Sunday, June 03, 2007

Thank you, nasty chicken

This is my 200th post!!!

About thirty minutes ago, Keith took some chicken out of the refrigerator to cook for dinner... only to discover it spoiled early. Gross! The result? He took Jack with him to a quick Publix run to buy more chicken. I've been awarded thrity minutes of total alone time in my house. I can't even believe it really.

What a gift. What an amazing man I married. Truly.

Friday, June 01, 2007

Jack, the lil tadpole

OK, so Jack's swimming... sort of? He is screaming and crying and saying "Uh-oh" amidst his sobs... but he's learning? Maybe?

The swim teacher is GREAT and I have no doubt that he's going to be swimming for real soon and probably really liking it. He's just not liking it YET. But... He's gone under and has held on to the side of the pool and everything, so we're off to a good start.

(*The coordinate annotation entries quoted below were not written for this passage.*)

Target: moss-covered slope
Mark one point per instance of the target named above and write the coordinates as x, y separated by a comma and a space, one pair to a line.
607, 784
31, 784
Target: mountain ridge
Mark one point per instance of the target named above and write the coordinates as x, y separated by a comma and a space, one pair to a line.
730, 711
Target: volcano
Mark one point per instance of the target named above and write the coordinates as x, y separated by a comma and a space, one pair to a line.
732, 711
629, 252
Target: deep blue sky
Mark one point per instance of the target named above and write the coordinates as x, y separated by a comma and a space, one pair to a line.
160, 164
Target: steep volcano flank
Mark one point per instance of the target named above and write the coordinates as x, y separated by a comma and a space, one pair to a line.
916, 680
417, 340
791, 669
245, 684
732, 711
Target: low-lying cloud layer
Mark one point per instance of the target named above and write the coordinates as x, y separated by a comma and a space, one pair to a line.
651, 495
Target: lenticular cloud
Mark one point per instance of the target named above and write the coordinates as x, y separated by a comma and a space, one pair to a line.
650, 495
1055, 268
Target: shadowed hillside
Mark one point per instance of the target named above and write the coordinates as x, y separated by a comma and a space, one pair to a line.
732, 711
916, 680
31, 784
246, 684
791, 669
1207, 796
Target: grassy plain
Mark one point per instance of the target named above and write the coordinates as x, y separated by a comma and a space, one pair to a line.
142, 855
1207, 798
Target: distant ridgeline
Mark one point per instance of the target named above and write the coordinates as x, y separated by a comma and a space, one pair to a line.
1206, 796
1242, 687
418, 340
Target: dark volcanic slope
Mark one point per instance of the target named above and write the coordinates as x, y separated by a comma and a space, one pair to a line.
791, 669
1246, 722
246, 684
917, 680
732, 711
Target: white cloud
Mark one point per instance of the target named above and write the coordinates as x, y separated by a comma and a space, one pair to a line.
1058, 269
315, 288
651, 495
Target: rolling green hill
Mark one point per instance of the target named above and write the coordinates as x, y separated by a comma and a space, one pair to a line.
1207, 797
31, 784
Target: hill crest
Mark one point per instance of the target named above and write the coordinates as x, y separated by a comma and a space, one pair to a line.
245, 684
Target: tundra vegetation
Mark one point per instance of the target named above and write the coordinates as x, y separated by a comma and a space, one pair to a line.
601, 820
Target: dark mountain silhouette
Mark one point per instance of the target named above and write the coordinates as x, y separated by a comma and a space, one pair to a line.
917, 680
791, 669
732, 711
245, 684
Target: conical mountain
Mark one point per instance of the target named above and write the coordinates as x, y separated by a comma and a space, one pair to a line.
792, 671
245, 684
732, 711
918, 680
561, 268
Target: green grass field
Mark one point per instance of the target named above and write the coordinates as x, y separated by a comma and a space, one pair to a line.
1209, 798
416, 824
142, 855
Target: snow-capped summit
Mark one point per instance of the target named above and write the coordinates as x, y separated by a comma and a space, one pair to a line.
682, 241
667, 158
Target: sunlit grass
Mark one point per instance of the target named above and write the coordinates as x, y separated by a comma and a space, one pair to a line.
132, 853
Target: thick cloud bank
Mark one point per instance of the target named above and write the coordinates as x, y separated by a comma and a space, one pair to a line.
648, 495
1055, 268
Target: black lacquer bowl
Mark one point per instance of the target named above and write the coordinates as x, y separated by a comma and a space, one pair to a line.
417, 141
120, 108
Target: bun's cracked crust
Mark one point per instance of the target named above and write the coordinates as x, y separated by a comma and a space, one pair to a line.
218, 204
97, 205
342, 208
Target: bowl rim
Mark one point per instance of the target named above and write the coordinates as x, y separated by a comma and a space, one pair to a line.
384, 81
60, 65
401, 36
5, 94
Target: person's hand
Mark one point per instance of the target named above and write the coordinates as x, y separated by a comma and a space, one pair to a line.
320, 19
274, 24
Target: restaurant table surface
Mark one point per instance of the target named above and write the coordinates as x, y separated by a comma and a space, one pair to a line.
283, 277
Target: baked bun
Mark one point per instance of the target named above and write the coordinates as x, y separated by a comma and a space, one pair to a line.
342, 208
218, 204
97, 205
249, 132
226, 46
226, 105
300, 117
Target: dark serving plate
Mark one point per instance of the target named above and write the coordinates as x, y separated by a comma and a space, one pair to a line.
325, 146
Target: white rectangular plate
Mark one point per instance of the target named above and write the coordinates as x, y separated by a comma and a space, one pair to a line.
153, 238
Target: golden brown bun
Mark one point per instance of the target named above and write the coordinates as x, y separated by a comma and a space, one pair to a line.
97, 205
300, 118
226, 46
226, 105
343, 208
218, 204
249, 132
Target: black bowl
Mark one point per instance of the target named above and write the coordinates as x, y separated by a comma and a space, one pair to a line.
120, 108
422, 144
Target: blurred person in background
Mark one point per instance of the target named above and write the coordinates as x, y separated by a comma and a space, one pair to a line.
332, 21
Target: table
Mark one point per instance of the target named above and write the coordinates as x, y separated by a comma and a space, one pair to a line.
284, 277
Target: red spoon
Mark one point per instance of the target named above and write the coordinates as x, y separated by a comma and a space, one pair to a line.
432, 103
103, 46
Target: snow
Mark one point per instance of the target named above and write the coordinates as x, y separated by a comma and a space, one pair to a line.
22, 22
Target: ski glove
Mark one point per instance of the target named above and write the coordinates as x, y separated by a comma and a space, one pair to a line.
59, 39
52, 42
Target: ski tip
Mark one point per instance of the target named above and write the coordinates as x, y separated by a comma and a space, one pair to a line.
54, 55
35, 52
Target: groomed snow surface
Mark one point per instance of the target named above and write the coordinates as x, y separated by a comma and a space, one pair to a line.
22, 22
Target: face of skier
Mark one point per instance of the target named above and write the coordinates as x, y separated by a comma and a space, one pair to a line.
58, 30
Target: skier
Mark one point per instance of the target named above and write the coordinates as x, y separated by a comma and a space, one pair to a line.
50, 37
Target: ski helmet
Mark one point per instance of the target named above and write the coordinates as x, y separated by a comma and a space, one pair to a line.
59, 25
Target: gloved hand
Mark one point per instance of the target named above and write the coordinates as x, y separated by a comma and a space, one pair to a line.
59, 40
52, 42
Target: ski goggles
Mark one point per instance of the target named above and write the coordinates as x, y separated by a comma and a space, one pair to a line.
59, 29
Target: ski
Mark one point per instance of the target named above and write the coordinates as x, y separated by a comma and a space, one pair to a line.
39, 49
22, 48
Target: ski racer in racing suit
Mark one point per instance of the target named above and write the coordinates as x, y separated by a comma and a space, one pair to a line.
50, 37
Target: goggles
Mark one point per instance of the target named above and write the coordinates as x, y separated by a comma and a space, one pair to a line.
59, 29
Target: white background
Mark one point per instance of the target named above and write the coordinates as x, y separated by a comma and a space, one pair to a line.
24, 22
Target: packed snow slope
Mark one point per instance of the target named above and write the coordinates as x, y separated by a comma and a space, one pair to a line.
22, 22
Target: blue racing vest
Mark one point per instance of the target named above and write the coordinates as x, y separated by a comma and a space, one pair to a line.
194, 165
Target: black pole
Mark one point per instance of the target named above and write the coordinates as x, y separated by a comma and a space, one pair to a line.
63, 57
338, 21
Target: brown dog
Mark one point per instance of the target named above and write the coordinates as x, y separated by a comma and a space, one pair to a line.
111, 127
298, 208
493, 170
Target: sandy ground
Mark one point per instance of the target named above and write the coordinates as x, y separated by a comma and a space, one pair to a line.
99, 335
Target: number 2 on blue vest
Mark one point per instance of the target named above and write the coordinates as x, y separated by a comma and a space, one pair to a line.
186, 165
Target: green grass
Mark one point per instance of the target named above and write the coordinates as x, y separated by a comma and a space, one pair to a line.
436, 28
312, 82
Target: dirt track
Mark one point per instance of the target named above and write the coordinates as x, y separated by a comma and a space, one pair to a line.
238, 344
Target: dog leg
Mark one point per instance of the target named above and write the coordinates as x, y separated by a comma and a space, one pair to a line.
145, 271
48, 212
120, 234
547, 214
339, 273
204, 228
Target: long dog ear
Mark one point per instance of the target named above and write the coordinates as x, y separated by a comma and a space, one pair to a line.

It's very... emotional, obviously. We have to restrain ourselves from jumping in and "rescuing" him from the evil swim teacher. I just about had a breakdown the first time she put him under the water. Then, I missed the second day because I couldn't get out of work early enough. The guilt from that was probably worse than the guilt felt from watching the actual lesson.

I'd like to think that he will learn to swim and love it and most importantly, be able to get out of a pool if he inadvertently falls in one, but who knows right now?

One funny result of swim lessons... there's been a resurgence of Jack using the phrase, "I sorry." He says it during the lesson whenever Trish, the swim teacher does something he doesn't like. Now he's saying "I sorry" just about every two minutes. If he accidentally brushes against your hand while walking by you, he says, "I sorry." If he drops his blanket, "I sorry". It's getting to the point of insane repitition, but yet, still funny.

Tonight we went out to dinner at the worst barbeque place I've ever been... and there was a deer head on the wall. Jack thought it was a zebra. Hee hee.